See this sound on sound article for more (and why you might want a mixing desk)

http://www.soundonsound.com/sos/sep08/articles/yamahans10.ht...

They are not great speakers but they are probably the target of most pop / rock music in the studio.

3 comments

It's disingenuous to say that this is the way the engineer intended it to sound. It's probably how it did sound to the engineer, but that's not the same as how he or she intends it to sound. Any competent engineer knows that people will be listening to the music on a wide variety of sound systems.
The NS10 has been out of production for years, and I haven't seen them in a studio in quite some time. Though, when I was in college (I went to college for audio engineering), every studio I worked in had a pair (in addition to one or two other types of monitor).

It is true that for a decade or two, the NS10 was the monitor on which more records were produced than any other. And, they are reasonably accurate. There are more accurate speakers than the NS10, even at similar prices, but part of the value of the NS10 was that you'd have them wherever you were working. The mastering engineer would have a pair of them, too, so you'd know everybody in the path from tracking to cutting the master would be hearing roughly the same thing. But, it's worth mentioning that I've never been in a professional studio that only had a pair of NS10s. They were considered the sanity check speakers...not the speakers used for all of your mixing and such.
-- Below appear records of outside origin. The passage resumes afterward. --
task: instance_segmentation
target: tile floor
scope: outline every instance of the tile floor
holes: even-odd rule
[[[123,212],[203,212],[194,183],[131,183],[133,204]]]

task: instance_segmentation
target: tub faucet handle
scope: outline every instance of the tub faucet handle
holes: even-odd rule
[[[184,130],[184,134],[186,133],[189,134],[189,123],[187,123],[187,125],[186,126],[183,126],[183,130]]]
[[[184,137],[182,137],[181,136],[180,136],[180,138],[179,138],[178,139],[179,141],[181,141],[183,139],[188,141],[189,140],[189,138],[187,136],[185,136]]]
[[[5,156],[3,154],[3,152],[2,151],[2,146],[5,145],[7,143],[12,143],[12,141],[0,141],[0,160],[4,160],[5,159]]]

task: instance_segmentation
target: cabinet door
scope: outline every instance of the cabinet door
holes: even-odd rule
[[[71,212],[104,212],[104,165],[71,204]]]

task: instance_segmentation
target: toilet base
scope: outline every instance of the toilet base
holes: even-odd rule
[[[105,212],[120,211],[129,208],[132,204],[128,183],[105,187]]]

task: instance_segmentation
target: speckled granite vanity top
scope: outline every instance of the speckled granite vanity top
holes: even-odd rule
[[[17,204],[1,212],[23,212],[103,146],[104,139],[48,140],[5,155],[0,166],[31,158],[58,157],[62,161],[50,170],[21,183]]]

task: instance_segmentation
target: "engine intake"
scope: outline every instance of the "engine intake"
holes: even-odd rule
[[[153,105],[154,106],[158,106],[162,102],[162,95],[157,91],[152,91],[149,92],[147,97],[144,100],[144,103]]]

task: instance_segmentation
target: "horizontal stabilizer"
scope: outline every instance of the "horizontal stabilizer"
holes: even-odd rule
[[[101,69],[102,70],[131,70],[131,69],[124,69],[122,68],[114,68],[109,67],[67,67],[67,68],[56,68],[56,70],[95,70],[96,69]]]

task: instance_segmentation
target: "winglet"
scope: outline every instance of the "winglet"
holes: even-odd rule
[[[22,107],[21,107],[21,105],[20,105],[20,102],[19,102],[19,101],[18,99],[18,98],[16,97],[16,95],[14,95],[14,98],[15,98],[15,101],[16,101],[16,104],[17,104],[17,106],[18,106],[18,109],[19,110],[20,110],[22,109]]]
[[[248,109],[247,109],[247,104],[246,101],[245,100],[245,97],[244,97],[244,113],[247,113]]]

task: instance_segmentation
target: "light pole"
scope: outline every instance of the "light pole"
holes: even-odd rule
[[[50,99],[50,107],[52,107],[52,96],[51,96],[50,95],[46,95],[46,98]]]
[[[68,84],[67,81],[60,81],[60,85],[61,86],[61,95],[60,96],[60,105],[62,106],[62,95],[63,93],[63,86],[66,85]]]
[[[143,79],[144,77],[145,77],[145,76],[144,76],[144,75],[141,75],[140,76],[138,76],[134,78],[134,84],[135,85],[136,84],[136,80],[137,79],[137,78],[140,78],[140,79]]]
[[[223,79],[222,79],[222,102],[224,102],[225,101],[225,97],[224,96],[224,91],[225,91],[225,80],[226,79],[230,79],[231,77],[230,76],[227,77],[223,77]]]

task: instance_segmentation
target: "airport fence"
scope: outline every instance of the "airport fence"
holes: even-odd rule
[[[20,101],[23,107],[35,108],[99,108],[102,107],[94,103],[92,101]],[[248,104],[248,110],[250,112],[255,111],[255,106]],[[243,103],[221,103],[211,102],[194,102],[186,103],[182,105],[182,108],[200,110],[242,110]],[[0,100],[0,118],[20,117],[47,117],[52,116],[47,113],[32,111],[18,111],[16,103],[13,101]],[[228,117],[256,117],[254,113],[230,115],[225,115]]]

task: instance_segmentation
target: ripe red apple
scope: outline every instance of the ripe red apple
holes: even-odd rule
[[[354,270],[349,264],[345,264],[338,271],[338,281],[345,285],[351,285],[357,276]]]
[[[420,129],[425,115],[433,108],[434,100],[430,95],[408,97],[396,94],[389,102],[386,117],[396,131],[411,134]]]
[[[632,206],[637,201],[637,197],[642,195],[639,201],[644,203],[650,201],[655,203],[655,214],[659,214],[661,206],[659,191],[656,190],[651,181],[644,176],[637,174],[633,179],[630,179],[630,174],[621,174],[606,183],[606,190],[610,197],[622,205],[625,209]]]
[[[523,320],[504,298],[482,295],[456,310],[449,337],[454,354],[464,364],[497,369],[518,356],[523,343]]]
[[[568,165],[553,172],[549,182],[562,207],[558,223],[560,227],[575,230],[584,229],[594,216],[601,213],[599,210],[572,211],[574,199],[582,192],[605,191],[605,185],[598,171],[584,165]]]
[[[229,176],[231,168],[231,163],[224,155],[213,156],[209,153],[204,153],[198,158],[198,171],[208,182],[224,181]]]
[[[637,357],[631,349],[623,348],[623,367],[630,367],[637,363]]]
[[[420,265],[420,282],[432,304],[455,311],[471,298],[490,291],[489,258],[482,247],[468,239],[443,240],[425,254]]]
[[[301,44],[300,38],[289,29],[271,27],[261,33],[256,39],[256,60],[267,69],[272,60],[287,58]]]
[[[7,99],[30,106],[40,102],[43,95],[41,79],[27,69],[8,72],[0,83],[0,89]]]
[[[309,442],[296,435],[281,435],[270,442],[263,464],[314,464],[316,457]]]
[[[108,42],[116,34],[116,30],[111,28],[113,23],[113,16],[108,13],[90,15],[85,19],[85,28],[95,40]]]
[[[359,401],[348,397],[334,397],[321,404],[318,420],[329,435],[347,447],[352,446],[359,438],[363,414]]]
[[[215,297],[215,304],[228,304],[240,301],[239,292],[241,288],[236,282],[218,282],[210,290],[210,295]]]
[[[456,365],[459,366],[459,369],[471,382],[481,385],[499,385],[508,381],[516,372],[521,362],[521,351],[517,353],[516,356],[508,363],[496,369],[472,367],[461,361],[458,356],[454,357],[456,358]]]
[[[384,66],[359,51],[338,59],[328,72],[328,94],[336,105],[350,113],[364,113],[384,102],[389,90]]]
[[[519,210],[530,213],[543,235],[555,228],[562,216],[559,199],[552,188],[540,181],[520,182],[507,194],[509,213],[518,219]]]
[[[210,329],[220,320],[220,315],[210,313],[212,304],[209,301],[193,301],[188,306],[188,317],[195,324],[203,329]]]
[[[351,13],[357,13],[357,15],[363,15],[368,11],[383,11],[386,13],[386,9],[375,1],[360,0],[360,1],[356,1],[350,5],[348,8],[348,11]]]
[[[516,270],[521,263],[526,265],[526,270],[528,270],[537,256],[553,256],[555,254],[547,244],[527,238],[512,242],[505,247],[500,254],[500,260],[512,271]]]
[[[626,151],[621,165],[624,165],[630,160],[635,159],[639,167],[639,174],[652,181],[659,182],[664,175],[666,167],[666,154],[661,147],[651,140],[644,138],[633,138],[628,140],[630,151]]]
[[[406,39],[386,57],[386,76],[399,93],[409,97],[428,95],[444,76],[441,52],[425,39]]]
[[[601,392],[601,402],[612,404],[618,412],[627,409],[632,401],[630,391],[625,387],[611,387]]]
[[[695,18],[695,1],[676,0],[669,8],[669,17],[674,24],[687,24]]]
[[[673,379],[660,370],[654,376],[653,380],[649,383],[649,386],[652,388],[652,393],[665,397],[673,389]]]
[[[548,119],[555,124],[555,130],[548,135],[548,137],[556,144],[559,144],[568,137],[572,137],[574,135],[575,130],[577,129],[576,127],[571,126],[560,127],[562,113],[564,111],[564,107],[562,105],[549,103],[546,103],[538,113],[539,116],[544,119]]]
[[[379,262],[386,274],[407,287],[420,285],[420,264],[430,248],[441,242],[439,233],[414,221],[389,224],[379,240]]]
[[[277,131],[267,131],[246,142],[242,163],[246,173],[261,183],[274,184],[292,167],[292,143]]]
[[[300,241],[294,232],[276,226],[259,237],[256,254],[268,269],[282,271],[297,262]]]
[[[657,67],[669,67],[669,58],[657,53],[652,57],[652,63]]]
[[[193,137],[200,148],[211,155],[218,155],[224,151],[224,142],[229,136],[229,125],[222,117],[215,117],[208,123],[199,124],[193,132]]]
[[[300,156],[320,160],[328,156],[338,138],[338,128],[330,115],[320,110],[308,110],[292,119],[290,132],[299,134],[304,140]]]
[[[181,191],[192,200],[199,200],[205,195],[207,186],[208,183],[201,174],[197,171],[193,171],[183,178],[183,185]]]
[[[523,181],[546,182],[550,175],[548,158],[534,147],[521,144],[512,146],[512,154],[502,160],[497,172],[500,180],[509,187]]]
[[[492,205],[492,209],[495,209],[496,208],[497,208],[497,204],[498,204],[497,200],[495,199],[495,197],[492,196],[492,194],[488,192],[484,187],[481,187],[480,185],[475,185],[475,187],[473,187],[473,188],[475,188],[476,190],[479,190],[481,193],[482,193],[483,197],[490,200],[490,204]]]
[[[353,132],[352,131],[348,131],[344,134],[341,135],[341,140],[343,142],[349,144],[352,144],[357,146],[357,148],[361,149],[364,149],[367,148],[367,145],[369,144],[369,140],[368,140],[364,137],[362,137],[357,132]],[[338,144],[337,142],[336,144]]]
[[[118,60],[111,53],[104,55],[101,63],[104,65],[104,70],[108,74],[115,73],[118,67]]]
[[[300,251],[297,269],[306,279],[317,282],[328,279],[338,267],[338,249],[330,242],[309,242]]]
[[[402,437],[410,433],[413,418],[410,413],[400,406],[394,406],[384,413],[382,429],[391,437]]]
Anyway, the newer models (HS series or MSP series) from Yamaha might be a good choice, if you want good reference monitors.
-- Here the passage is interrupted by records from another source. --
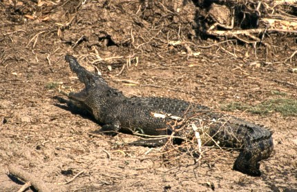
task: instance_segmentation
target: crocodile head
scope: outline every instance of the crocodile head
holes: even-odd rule
[[[66,95],[78,107],[88,108],[88,101],[94,94],[94,90],[103,90],[108,87],[107,83],[99,75],[88,71],[78,63],[77,59],[71,55],[66,55],[65,60],[69,64],[71,71],[75,73],[79,80],[84,84],[85,87],[79,92],[75,92],[71,88],[61,86],[59,91]]]

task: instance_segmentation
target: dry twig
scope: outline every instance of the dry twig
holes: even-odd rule
[[[20,178],[23,181],[31,182],[32,186],[36,190],[41,192],[50,192],[50,189],[46,186],[43,181],[40,180],[39,178],[37,179],[30,173],[25,172],[23,170],[12,165],[8,166],[8,170],[10,174]]]

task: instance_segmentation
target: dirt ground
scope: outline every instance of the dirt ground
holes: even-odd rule
[[[83,87],[64,61],[70,54],[90,70],[96,66],[128,96],[178,98],[216,111],[232,102],[253,106],[280,97],[296,99],[296,57],[287,59],[297,50],[296,36],[267,35],[269,50],[236,41],[191,44],[197,54],[189,55],[186,47],[168,41],[181,37],[207,46],[227,39],[186,39],[198,35],[188,30],[187,21],[182,35],[160,32],[159,26],[171,26],[166,20],[146,31],[155,34],[149,37],[144,30],[154,19],[137,20],[146,1],[0,1],[1,191],[16,191],[23,184],[8,175],[10,165],[52,191],[297,191],[297,117],[228,112],[274,132],[272,156],[261,161],[262,176],[253,177],[232,170],[237,151],[205,147],[195,162],[162,154],[160,148],[125,145],[135,136],[89,135],[99,126],[84,111],[61,102],[66,98],[57,90],[61,84]],[[137,24],[122,23],[130,20]]]

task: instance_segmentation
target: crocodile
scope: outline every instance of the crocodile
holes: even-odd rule
[[[102,126],[96,133],[116,135],[119,132],[155,136],[130,144],[157,146],[169,137],[195,138],[203,145],[239,148],[233,170],[260,176],[260,161],[267,159],[274,148],[272,133],[262,126],[218,113],[207,106],[164,97],[128,97],[108,86],[97,74],[88,71],[75,57],[65,56],[70,70],[85,88],[67,93],[75,106],[86,110]],[[66,94],[62,90],[62,93]],[[188,126],[182,126],[180,122]],[[183,128],[182,128],[183,127]]]

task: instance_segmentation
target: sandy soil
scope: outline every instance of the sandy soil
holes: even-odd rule
[[[82,88],[64,61],[66,54],[77,57],[90,70],[97,55],[123,57],[95,64],[111,86],[129,96],[179,98],[217,111],[224,104],[256,105],[285,97],[272,90],[296,99],[296,86],[279,83],[297,85],[296,73],[290,72],[296,68],[296,57],[291,63],[283,61],[297,49],[296,37],[271,35],[267,39],[274,46],[268,57],[263,46],[255,51],[252,46],[236,44],[198,48],[198,56],[188,57],[184,50],[167,44],[146,52],[135,48],[136,44],[117,44],[122,39],[115,31],[126,34],[131,30],[117,20],[124,13],[117,12],[120,8],[116,3],[107,8],[97,1],[86,1],[82,6],[80,1],[61,1],[57,5],[34,1],[0,1],[1,191],[16,191],[23,184],[7,175],[10,165],[44,182],[52,191],[297,191],[296,117],[274,112],[265,116],[229,113],[274,132],[273,155],[261,162],[262,175],[253,177],[232,170],[236,151],[205,148],[202,158],[195,163],[186,156],[162,154],[159,148],[125,145],[137,139],[133,135],[90,136],[88,133],[99,126],[86,112],[61,102],[59,97],[66,98],[57,86]],[[124,5],[124,10],[132,6]],[[118,17],[113,20],[115,17]],[[113,37],[100,39],[108,22],[118,30],[108,32],[115,34]],[[142,39],[135,36],[135,39]],[[201,41],[204,45],[215,43]],[[116,76],[129,55],[138,57],[137,65],[133,59],[128,70]],[[59,184],[81,171],[72,182]]]

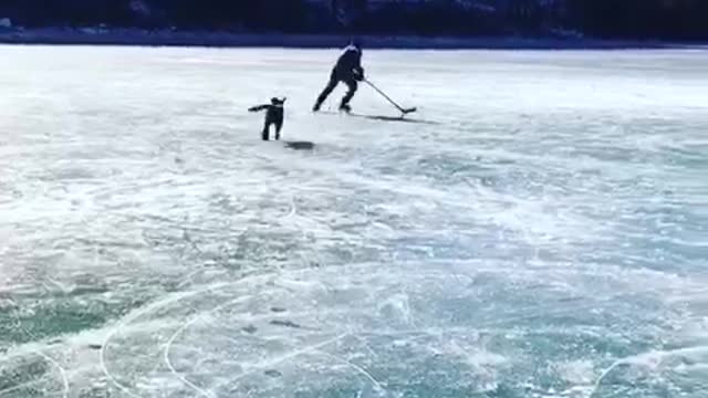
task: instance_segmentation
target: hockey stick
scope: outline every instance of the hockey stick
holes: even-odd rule
[[[386,95],[386,93],[384,93],[383,91],[381,91],[378,87],[376,87],[376,85],[374,85],[374,83],[369,82],[368,80],[364,78],[364,82],[366,82],[366,84],[368,84],[369,86],[372,86],[372,88],[376,90],[376,92],[378,94],[381,94],[384,98],[388,100],[389,103],[392,103],[395,107],[398,108],[398,111],[400,111],[400,113],[403,113],[403,115],[407,115],[409,113],[414,113],[416,111],[418,111],[418,108],[416,107],[410,107],[410,108],[404,108],[400,107],[400,105],[396,104],[395,101],[391,100],[391,97],[388,95]],[[403,117],[403,116],[402,116]]]

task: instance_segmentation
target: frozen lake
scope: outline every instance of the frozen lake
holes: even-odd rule
[[[337,54],[0,46],[1,398],[708,397],[708,52]]]

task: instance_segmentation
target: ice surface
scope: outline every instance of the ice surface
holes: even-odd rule
[[[2,398],[708,396],[707,52],[0,54]]]

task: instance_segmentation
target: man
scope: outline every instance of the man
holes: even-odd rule
[[[261,133],[263,140],[268,140],[269,138],[270,126],[275,127],[275,139],[280,139],[280,130],[283,128],[283,104],[285,104],[285,98],[273,97],[270,100],[270,104],[256,105],[248,108],[249,112],[266,111],[266,121],[263,122],[263,132]]]
[[[320,111],[322,103],[330,94],[332,94],[336,85],[342,82],[347,85],[348,91],[340,103],[340,111],[351,112],[352,107],[350,106],[350,101],[352,101],[354,93],[356,93],[356,88],[358,86],[357,82],[363,80],[364,69],[362,67],[362,46],[357,41],[352,41],[350,45],[344,49],[342,55],[340,55],[340,59],[330,75],[330,83],[327,83],[327,86],[324,87],[322,94],[317,97],[317,102],[314,104],[312,111]]]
But, a reasonable level accuracy should be the goal of every transducer. Just because consumers make often make poorly informed decisions based on marketing and tricks played on the ear (because a "hyped" sound, like the Beats headphones and devices, will sound louder and thus "better"...but will also be more fatiguing and will have other negative effects on your listening experience) doesn't mean people who know better should just shut up and let manufacturers do so without criticism.
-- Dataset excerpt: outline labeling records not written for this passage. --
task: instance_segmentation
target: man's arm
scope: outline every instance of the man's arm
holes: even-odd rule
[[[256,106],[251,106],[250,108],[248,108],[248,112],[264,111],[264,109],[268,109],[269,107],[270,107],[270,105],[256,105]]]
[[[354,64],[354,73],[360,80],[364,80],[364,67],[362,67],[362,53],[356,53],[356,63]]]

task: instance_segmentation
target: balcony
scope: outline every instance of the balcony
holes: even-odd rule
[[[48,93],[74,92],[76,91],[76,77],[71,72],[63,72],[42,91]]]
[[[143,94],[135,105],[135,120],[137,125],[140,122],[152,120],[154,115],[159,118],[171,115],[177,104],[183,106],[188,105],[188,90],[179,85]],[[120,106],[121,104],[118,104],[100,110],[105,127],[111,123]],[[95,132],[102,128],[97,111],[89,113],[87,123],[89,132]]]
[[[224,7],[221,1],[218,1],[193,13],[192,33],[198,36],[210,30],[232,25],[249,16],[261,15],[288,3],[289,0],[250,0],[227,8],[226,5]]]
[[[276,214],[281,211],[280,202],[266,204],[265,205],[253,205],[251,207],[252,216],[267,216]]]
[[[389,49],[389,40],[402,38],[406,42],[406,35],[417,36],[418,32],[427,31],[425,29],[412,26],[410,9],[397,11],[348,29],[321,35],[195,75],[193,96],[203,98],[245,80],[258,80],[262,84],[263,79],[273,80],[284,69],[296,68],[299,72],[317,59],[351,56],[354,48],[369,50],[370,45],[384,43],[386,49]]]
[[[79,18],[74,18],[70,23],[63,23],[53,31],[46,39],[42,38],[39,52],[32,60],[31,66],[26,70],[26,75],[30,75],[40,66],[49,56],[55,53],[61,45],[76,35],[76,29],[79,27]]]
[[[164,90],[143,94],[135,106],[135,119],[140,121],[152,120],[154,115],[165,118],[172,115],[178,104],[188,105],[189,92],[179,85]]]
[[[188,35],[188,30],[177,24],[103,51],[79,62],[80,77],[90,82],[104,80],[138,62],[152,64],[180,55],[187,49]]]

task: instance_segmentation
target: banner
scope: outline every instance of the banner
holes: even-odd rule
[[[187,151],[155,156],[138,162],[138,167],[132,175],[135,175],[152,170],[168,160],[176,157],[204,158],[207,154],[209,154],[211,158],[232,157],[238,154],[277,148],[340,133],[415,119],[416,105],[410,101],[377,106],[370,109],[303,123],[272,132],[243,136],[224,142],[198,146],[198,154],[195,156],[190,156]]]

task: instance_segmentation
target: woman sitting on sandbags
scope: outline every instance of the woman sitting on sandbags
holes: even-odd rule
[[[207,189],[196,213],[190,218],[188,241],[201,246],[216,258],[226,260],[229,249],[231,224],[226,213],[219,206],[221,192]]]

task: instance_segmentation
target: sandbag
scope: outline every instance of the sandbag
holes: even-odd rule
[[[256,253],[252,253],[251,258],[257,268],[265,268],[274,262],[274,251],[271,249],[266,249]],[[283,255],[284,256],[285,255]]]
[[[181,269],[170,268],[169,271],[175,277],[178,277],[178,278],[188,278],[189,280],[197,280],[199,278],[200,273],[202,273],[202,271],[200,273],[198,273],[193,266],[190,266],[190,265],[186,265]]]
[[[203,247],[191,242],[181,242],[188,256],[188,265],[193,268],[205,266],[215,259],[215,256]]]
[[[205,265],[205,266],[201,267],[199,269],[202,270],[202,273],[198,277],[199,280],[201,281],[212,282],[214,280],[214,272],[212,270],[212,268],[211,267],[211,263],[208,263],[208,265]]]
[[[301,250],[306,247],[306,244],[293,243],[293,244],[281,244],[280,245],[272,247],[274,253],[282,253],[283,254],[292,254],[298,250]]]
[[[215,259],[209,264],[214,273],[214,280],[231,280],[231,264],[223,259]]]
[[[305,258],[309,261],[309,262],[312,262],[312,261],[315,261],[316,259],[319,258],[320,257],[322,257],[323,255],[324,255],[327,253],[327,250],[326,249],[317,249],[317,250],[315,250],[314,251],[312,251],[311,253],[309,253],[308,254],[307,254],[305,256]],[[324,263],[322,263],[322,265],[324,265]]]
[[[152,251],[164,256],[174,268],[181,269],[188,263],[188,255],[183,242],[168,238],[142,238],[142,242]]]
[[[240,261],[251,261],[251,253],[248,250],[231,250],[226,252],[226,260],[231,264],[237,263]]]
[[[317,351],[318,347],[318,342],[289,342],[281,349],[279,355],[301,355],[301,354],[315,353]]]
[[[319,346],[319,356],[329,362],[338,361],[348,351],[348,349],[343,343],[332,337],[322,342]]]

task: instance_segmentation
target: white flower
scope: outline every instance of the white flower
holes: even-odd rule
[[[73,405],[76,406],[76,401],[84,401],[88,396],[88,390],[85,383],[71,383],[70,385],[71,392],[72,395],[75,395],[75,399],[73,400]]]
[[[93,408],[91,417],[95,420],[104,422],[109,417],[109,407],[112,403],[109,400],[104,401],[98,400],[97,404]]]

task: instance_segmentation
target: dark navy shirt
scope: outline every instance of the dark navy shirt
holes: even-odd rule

NS10s are so popular because they're so non-complimentary. Yamaha (and I've read conflicting accounts) either deliberately created a speaker that was so non-flattering to any audio, or accidentally released a product that became a studio mix engineer hit for the same reasons.

I've heard producers and studio engineers say that if something sounds good on NS10s, it'll sound good on anything.

This is the same reason professional mastering engineers will sometimes insist on listening to mixes on average car stereos, ipod headphones, and cheap consumer audio systems. It doesn't matter how good it sounds on your $100,000 studio system if it sounds terrible to 99% of the population.